Comparing CTEs And Subqueries

SQL provides a construct called a CTE (Common Table Expression). With CTEs you can write a query and give it an alias which can be joined. I like to think of CTEs like inline-views.

CTEs can eliminate subqueries from a single SELECT turning them into simpler joins. Should you rewrite subqueries into CTEs? Will it impact performance? Let's find out.

The examples will come from the classic Sakila database. In this case I am using PostgreSQL so it is technically the Pagila database. Use either of those to follow along.

Requirements

The rental store owner wants a view in a dashboard showing:

All customers who've rented a movie shorter than an hour
The customer's lifetime value (sum of all their payments)

Subquery Version

SELECT
    c.customer_id
    , ps.amount
FROM
    customer c
    JOIN (
        SELECT
            customer_id
            , SUM(amount) AS amount
        FROM
            payment
        GROUP BY customer_id
    ) ps ON c.customer_id = ps.customer_id
WHERE
    EXISTS (
        SELECT 1
        FROM
            rental r
            JOIN inventory i ON r.inventory_id = i.inventory_id
            JOIN film f ON i.film_id = f.film_id
        WHERE
            r.customer_id = c.customer_id
            AND f.length < 60
    )

CTE Version

WITH payment_sum AS (
    SELECT
        customer_id
        , SUM(amount) AS amount
    FROM
        payment
    GROUP BY customer_id
)
, movie_rentals_under_an_hour AS (
    SELECT
        r.customer_id
    FROM
        rental r
        JOIN inventory i ON r.inventory_id = i.inventory_id
        JOIN film f ON i.film_id = f.film_id
    WHERE
        f.length < 60
    GROUP BY r.customer_id
)
SELECT
    c.customer_id
    , ps.amount
FROM
    customer c
    JOIN movie_rentals_under_an_hour r ON c.customer_id = r.customer_id
    JOIN payment_sum ps ON c.customer_id = ps.customer_id

Both of these queries produce the correct results. Note we are just returning the minimum data for brevity. No firstname, lastname or other display data.

Styles

Stylistically I prefer the CTE version for a few reasons.

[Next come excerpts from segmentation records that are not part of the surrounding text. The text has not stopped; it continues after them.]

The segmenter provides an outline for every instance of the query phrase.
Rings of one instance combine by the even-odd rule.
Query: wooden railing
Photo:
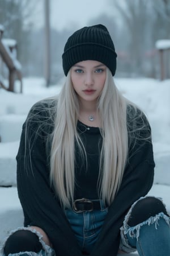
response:
[[[8,69],[8,86],[4,82],[2,75],[0,75],[0,86],[5,90],[14,92],[14,84],[16,79],[19,80],[20,84],[20,92],[22,92],[22,76],[21,65],[13,55],[14,49],[16,49],[16,43],[12,46],[7,44],[7,40],[2,39],[3,29],[0,26],[0,57]],[[14,42],[14,41],[13,41]],[[0,71],[1,73],[1,71]]]

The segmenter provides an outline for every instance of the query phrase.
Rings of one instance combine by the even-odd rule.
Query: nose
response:
[[[86,74],[84,83],[86,85],[92,85],[94,84],[94,80],[92,74],[87,73]]]

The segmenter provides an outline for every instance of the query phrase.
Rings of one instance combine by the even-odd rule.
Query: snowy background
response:
[[[163,179],[165,184],[170,183],[163,175],[165,171],[170,172],[168,164],[170,160],[170,80],[116,78],[115,81],[123,94],[137,104],[147,115],[152,129],[156,171],[158,167],[163,172],[159,175],[159,181]],[[16,185],[14,158],[22,125],[29,109],[37,101],[58,93],[62,83],[61,81],[58,85],[47,88],[43,79],[32,77],[23,79],[23,94],[0,89],[0,185]],[[15,89],[19,91],[19,84],[16,83]]]
[[[150,193],[163,198],[170,212],[170,80],[142,78],[115,79],[115,81],[123,94],[141,107],[149,119],[156,163]],[[0,245],[10,230],[23,225],[15,161],[22,124],[32,105],[58,94],[62,83],[47,88],[43,79],[32,77],[23,79],[23,94],[0,89]],[[19,91],[19,84],[15,89]]]

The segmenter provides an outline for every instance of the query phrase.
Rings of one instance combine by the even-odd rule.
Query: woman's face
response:
[[[80,101],[96,101],[104,87],[106,69],[96,60],[80,61],[71,67],[73,85]]]

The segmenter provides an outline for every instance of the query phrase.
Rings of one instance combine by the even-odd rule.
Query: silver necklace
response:
[[[95,117],[92,115],[88,115],[88,120],[92,122],[95,120]]]

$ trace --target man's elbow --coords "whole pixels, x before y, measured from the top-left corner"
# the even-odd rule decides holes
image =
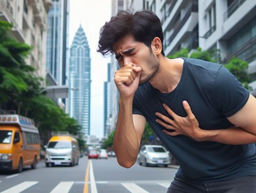
[[[122,167],[125,168],[130,168],[132,167],[133,165],[135,164],[135,162],[131,162],[131,161],[122,161],[122,159],[120,159],[117,157],[117,162],[118,163],[119,165],[120,165]]]

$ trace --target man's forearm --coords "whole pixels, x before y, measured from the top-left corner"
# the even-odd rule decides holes
[[[230,145],[240,145],[256,143],[256,136],[241,127],[230,127],[225,129],[201,129],[200,138],[198,141],[212,141]]]
[[[137,159],[140,143],[132,120],[132,100],[119,100],[119,115],[113,146],[117,161],[122,166],[130,168]]]

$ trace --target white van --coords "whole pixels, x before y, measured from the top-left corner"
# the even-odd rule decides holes
[[[77,140],[68,132],[55,132],[45,146],[46,167],[54,165],[77,165],[80,150]]]

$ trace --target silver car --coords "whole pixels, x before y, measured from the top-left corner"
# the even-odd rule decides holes
[[[161,145],[144,145],[140,151],[138,159],[140,166],[162,165],[167,168],[171,164],[169,152]]]

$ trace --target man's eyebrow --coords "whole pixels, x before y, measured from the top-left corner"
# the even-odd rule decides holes
[[[130,49],[128,49],[127,50],[124,51],[124,52],[121,52],[122,54],[116,54],[116,59],[118,60],[121,57],[121,55],[125,55],[125,54],[129,54],[134,50],[135,50],[134,48],[130,48]]]

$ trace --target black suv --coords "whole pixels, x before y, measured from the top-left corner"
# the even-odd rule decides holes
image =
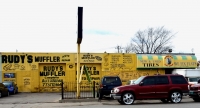
[[[120,104],[130,105],[135,100],[159,99],[166,103],[180,103],[187,95],[188,82],[182,75],[141,76],[132,85],[119,86],[111,90],[111,98]]]
[[[122,85],[122,81],[119,76],[104,76],[100,80],[99,90],[97,96],[102,99],[104,95],[110,95],[111,90],[114,87]]]

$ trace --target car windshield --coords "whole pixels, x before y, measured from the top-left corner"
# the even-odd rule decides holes
[[[139,84],[145,76],[141,76],[140,78],[138,78],[137,80],[134,81],[134,84]]]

Explicit Naming of Concepts

In the CTE version, each requirement is broken out and given a name. The requirements are not strewn out, unlabeled in the whole query.

The subquery version could use a comment to label the JOIN and the subquery that apply to each requirement. But I find that comments are more likely go to stale than a CTE would be.

Rentals under one hour is a conceptual section and it can be given a name with the CTE. Naming things is hard but not naming things is worse.

Hints For Re-use

It's a sad state when duplicate business logic is littered across stored procedures and queries. It's a huge liability for bugs.

Less than hour long rentals could be a domain concept that applies to other features. Maybe a view is warrented to avoid logic duplication, maybe not. It's a judgement call and I would not advocate for premature abstraction. However, the existence of the CTE with a defined responsibility can help show when it's time for re-use.

Readability

We've got two simple requirements in our example. It's reasonable to understand what's going on by taking in the whole thing. But what if there was more to it? What if there were 4 subqueries and 3 complex joins? It can become difficult to grok.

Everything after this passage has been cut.